Escritor

Cuando se recorren cada día los kilómetros que uno suele, cuesta trabajo tomar el coche y conducir hasta Santander un viernes para volver a casa de nuevo al día siguiente. La ocasión, no obstante, lo merecía y hace un par de semanas nos acercamos a Cantabria. Desde las inmediaciones de Palencia, Castilla era una inmensa planicie blanca. En Frómista, donde comimos, en pleno Camino de Santiago, desde la ventana del restaurante se veía una plaza recoleta completamente cubierta de nieve helada. Alguien acostumbrado a la 630 no puede asustarse del peligroso trayecto que separa Aguilar de Campoo de Reinosa, también en obras. Como nadie que escalara de chico, a bordo de un Seat 600, las Portillas del Padornero y de la Canda se puede sorprender ahora al traspasar el puerto de Pozazal, otro de los que estaban habitualmente cerrados en los fríos telediarios en blanco y negro de nuestra infancia. Desde la habitación del hotel, se veía una esquina de la famosa bahía de Santander y no pocas mansardas que nos recordaron sin remedio al santanderino Alvaro Pombo. La razón del viaje era sencilla. En agosto de 1963 dio un recital poético en Torrelavega José Hierro. Leyó y comentó poemas pertenecientes al Libro de las alucinaciones, entonces inédito, un libro mítico en la poesía española del siglo XX que se publicaría un año más tarde. Para conmemorar esa efemérides, prevista antes de que muriera el poeta, la Consejería de Cultura de Cantabria ha organizado un ciclo, bajo la coordinación de Luis Salcines, en el que dos poetas, uno cántabro y otro no, leen, para empezar, un poema de Hierro, de ese libro en concreto, y lo comentan para iniciar después una lectura a dos voces de sus respectivas obras. Por él pasarán o han pasado escritores como Luis Muñoz, Juan Antonio González Iglesias, Antonio Moreno, José Angel Cilleruelo o Antonio Cabrera. En lo que a mí respecta, en la tercera de las siete sesiones del ciclo, leí con Lorenzo Oliván (Castro Urdiales, 1968), quien, además de excelente poeta, es especialista en la poesía del autor de Cuaderno de Nueva York. Codirige, junto a dos autores naturales de Torrelavega, Carlos Alcorta y Rafael Fombellida, la revista de arte y literatura Ultramar. Quién me iba a decir a mí que iba a conocer en estas circunstancias, tantos años después, a los editores de Aerovoro, un cuaderno de poemas que ellos incluyeron en su colección Scriptvm y que fue impreso en Torrelavega en 1989.

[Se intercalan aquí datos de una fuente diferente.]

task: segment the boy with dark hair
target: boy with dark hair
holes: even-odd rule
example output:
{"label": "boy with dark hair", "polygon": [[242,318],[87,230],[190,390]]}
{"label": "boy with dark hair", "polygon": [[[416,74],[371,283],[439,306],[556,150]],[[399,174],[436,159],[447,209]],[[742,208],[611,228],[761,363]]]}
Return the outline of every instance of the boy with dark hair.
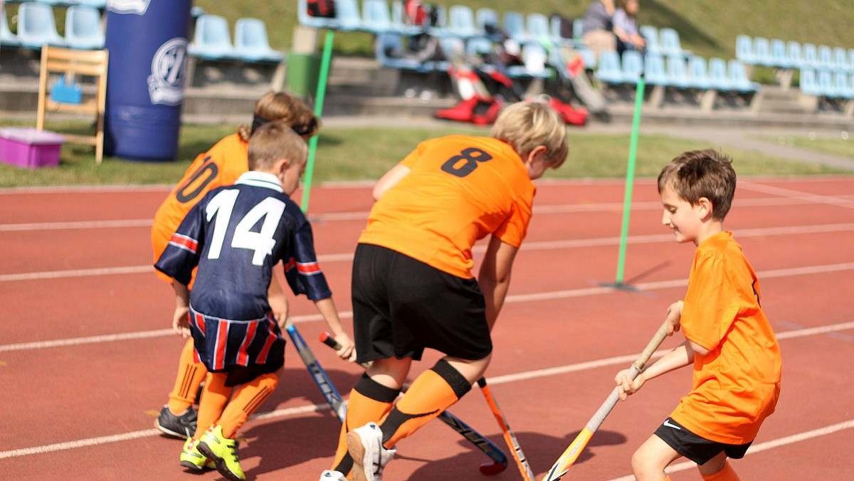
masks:
{"label": "boy with dark hair", "polygon": [[155,265],[174,279],[174,328],[186,335],[189,327],[194,356],[209,372],[198,425],[181,452],[184,467],[199,471],[213,462],[229,479],[246,478],[235,434],[272,394],[284,364],[285,341],[267,300],[273,266],[283,261],[294,293],[314,300],[330,328],[342,331],[337,313],[321,308],[335,311],[331,292],[317,265],[311,225],[289,197],[306,153],[303,139],[284,122],[259,127],[249,143],[249,172],[196,204]]}
{"label": "boy with dark hair", "polygon": [[744,456],[780,396],[781,355],[760,305],[758,279],[722,222],[735,192],[731,160],[714,150],[685,152],[658,175],[662,223],[676,241],[697,245],[684,302],[669,308],[685,343],[634,380],[617,374],[625,399],[652,378],[693,363],[691,391],[632,456],[638,481],[669,481],[681,456],[706,481],[737,481],[727,458]]}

En contra de los tópicos que pesan sobre este tipo de actos, la concurrencia fue numerosa, el rato se nos hizo a todos corto y la gente salió contenta. El resto se fue entre conversaciones y cervezas en medio de una suculenta cena con amigos, entre los que se encontraba un poeta coetáneo que uno leyó de joven y al que había perdido completamente la pista, Angel Sopeña.

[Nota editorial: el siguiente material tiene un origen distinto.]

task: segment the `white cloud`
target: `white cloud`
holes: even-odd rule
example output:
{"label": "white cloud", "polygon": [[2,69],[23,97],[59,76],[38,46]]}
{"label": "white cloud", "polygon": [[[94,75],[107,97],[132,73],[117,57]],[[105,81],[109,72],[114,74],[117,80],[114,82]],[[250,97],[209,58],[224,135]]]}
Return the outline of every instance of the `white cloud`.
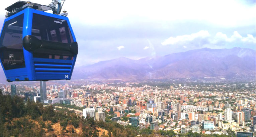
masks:
{"label": "white cloud", "polygon": [[149,47],[148,46],[145,47],[144,48],[143,50],[147,50],[147,49],[149,48]]}
{"label": "white cloud", "polygon": [[118,47],[117,48],[117,49],[118,49],[118,50],[120,51],[121,49],[124,48],[124,46],[120,46],[119,47]]}
{"label": "white cloud", "polygon": [[195,47],[220,47],[232,45],[233,46],[255,46],[256,38],[250,34],[248,34],[246,37],[243,37],[237,31],[235,31],[233,35],[228,38],[227,35],[221,32],[212,36],[208,31],[200,31],[190,35],[171,37],[161,43],[163,45],[174,45],[190,49]]}
{"label": "white cloud", "polygon": [[207,31],[200,31],[195,33],[192,33],[190,35],[184,35],[182,36],[178,36],[175,38],[171,37],[162,43],[163,45],[168,44],[175,44],[180,42],[189,42],[193,41],[198,38],[204,38],[210,36],[210,34]]}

No está mal esto de celebrar encuentros literarios que rompan el ensimismamiento autonomista en que se debate la poesía hispana. Además, estoy convencido de que cada periferia es un centro, sobre todo desde que dejó de ser necesario pasar por Madrid (y entrar en el Café Gijón) para demostrar que uno era poeta. Me alegró también quitarme una espina que tenía clavada a propósito de José Hierro. Influido más que nada por las opiniones contra él de Valente, nunca fui un lector incondicional suyo. Sin embargo, pocas veces he disfrutado tanto leyendo en voz alta su emocionante poema Mis hijos me traen flores de plástico y comentando lo que he aprendido gracias a él.